The first requirement for providing access to data is that the data be kept. Historically in astronomy large data collections, such as the Harvard College Observatory Plate Collection (500,000 glass photographic plates), are very rare. Observational data, whether in the form of lab books, photographs, computer tapes, or electronic files, have traditionally been viewed as being the personal property of the observer.
NASA changed this paradigm by deciding that data taken with NASA instruments is the property of NASA. To implement this policy NASA has created an infrastructure devoted to maintaining, preserving, and providing access to the highest quality archival data, beginning with the founding of the National Space Science Data Center (NSSDC) in 1966.
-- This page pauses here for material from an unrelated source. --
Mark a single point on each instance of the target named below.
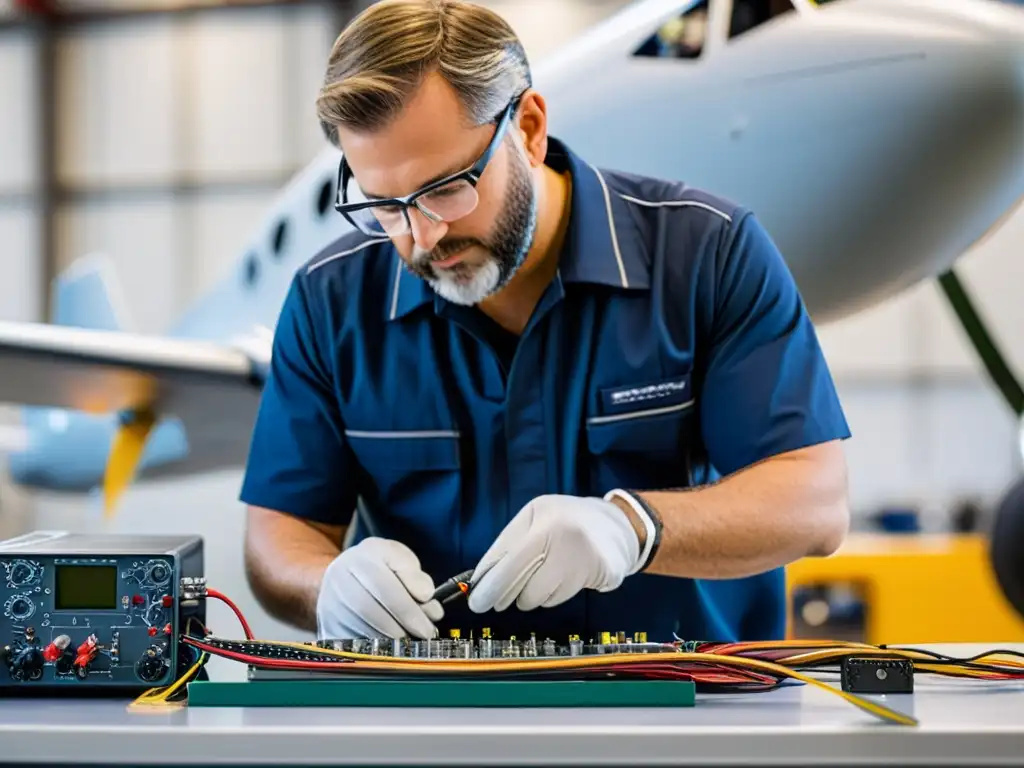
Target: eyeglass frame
(471, 175)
The philosophy of open access to data was fully ingrained in the NASA community by the time of the launch of the Einstein X-Ray Observatory in 1979. In announcing that they would relinquish all proprietary rights to the data, Giacconi et al (1979) stated “We are convinced that participation by a broad segment of the astronomical community in the utilization of this facility will substantially enhance the scientific benefits of this mission.”
At the beginning of the 1980s NASA established three wavelength specific data centers, at CfA/SAO (X-ray), Caltech/IPAC (infrared) and JHU/STScI (UV, optical). These projects have been spectacularly successful, and they now house data from Chandra, Spitzer and HST. Also at this time the SIMBAD database was born at the CDS in Strasbourg.
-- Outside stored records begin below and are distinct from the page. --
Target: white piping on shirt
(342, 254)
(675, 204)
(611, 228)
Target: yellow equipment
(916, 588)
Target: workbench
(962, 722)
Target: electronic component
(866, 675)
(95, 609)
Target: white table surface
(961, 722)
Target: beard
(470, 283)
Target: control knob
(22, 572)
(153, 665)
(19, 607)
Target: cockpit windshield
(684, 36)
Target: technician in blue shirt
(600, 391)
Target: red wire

In 1987 NASA sponsored a series of workshops to chart the future path for NASA astrophysics data, the Astrophysics Data System Study. The report of this study (of which The Squibb Report is a summary) is a remarkably prescient document: it lays out in some detail the requirements for the networked astronomy information system we have today.
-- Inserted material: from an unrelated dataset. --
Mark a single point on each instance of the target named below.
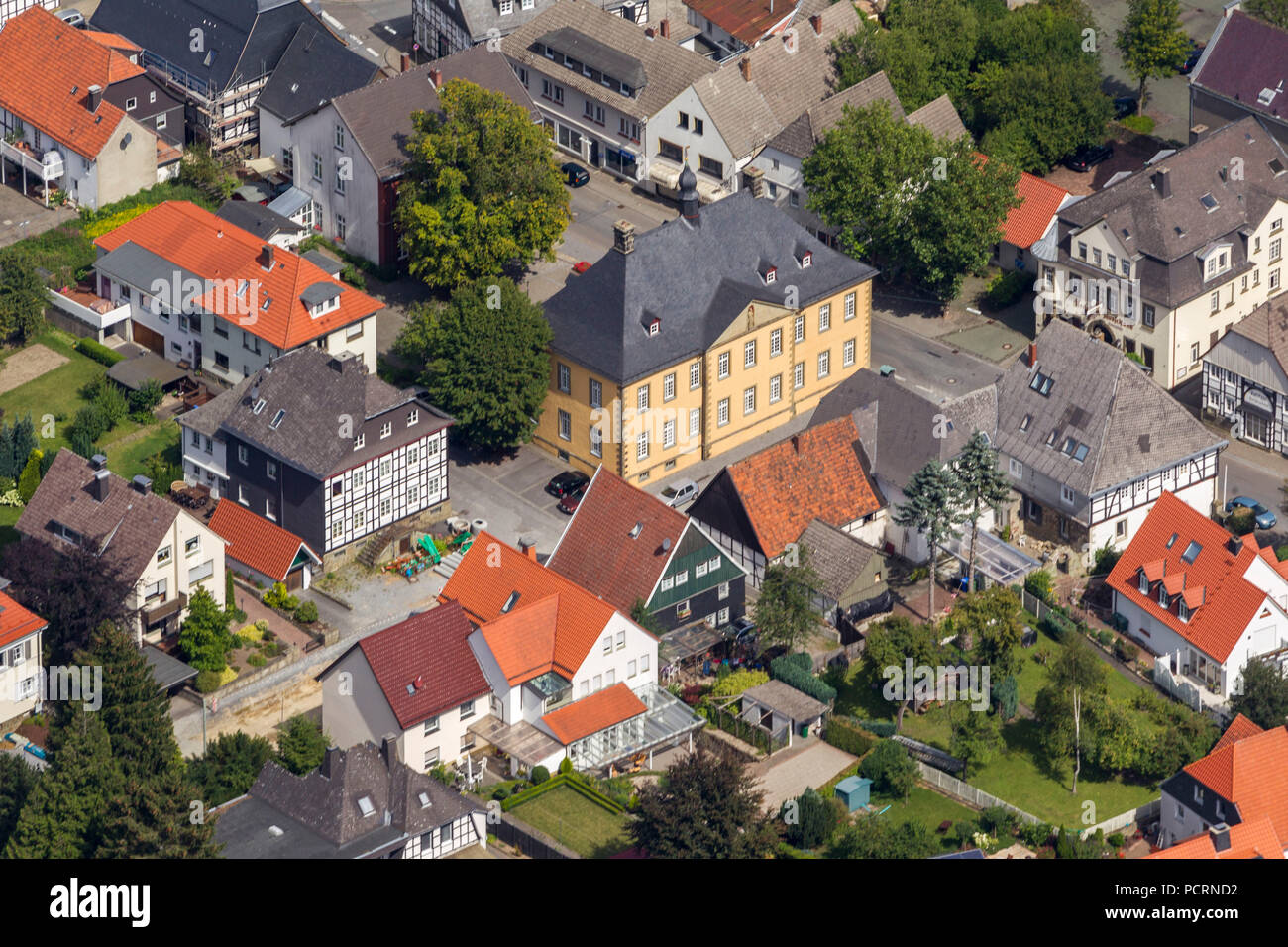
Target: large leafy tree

While the network system NASA built in the early 90s was eventually replaced by the World Wide Web, the new infrastructure created persists to this day. The collaboration between NASA and the CDS, the creation of NED, HEASARC, and the ADS all occurred at this time. All these organizations exist today, and together with the three great NASA data centers, and with international partners at the CDS, CADC, ESO and ESA, form the core of our modern interconnected and interoperable open astronomical data environment.
NASA’s preeminence in astrophysics archiving has been often noted. The (U.S.) National Research Council in 2007 published the report “Portals to the Universe” describing this system; recently the Astronomy & Astrophysics Decadal Survey recommended “… NASA currently supports widely used curated data archives, and similar data curation models could be adopted by NSF and DOE.”
While most use of the ADS today centers mainly on bibliographic information, the ADS has been designed from its very conception to provide links between the literature and the data. Today the ADS has about half a million links to external data sources, from more than 300,000 different papers. It is important to note that while the ADS provides access to these data, the data and links themselves are curated by the organizations which host them, and require a very substantial effort to create and maintain.
The indexing of data links provides in ADS provides a lightweight but effective data discovery mechanism through its search capabilities. As an example of the power of the combined system, one can make a combined query to the ADS, SIMBAD and NED to find the 263 papers which have links to data on the x-ray emitting cluster of galaxies Abell 754. Links to datasets from these papers to Chandra, XMM, HST, ROSAT, BeppoSAX, EGRET, Fermi, Einstein, VLT, Suzaku are provided with this bibliography, as are additional datasets stored in Vizier or at the HEASARC.
A detailed description of the ADS’ plans and efforts on data linking was written for the decadal survey. A more recent update on the indexing of this content was recently published.
Tho’ much has been accomplished, much remains to be done. Aside from ESO and the huge surveys (SDSS, UKIDSS), few ground based observatories have developed systems to effectively store, curate, and share their data. We hope to see this change in the coming years.